Equipes técnicas não têm amparo institucional para mudar Protocolos ineficazes

O principal problema testemunhado nos SAICAS, no entanto, são gerências técnicas que não assumem de forma efetiva o papel de “guardiães” das crianças e adolescentes, conforme o artigo 92, parágrado 1, do Estatuto da Criança e do Adolescente. Clóvis pontua que não se tratam de dificuldades de equipamentos específicos, mas da estrutura das políticas públicas de assistência social e judiciária. “Os técnicos não têm amparo institucional para mudar protocolos e modelos viciados. Há carência de infraestrutura. Existem abrigos com funcionários sem pagamento por atrasos nos repasses das verbas do Estado.” Mas o Âncora propõe saídas.

Segundo Clóvis, SAICAS não precisariam de equipe técnica. “Seria mais efetivo contar com número suficiente de educadores sociais preparados, com curso superior e aprofundamento nos conceitos de defesa e garantia de direitos e cidadania”, sugere o coordenador que apesar de ser psicólogo não defende a permanência de um profissional dessa área no acolhimento. “Há adolescentes que não contam ao psicólogo um abuso sexual, por exemplo, mas para outro profissional que participa de seu cotidiano.” Ele acredita que educadores são os profissional mais preparados para fazer relatórios qualificados em caso de enfrentamento judicial. “Um bom relatório move processos, é decisivo. Não deveria ser feito apenas por equipes técnicas.”

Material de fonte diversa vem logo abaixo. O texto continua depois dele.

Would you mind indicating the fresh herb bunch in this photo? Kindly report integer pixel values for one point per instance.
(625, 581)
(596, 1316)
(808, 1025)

Toda criança que entra no abrigo deve ter suporte no dia seguinte para o desacolhimento

Para o Clóvis, é comum encontrar  equipes técnicas em papel de subserviência  ao judiciário; o que provoca estagnação diante de mudanças de cenários familiares. “As audiências concentradas muitas vezes são ameaçadoras para as famílias. Há descaso de defensorias e promotorias.” Pode ser diferente. “O Estado deve rever os objetivos dos abrigos e o papel dos familiares.”

A partir de março de 2018, o Âncora será descontinuado por regras do poder público. “A iniciativa privada, por sua vez, não se sensibiliza por projetos que têm resultados só a médio e longo prazo”, lamenta Cleuza, coordenadora geral do Travessia. Em tempo: o custo per capita por adolescente do Âncora é de pouco mais de R$ 1 mil por mês. No atual modelo prisional, o gasto é de cerca de R$ 2 mil mensais. “Existem erros médicos que matam. Erros sociais também”, conclui Clóvis.

A equipe da Revista Âncora entrou em contato com a Secretaria Municipal de Assistência e Desenvolvimento Social da Prefeitura de São Paulo e Conselho Municipal dos Direitos da Criança e do Adolescente em busca de autorização para realização de entrevistas com responsáveis pela Comissão Permanente de Políticas Públicas, Proteção Social Especial, SAICAS e Repúblicas Jovens mas não obteve retorno.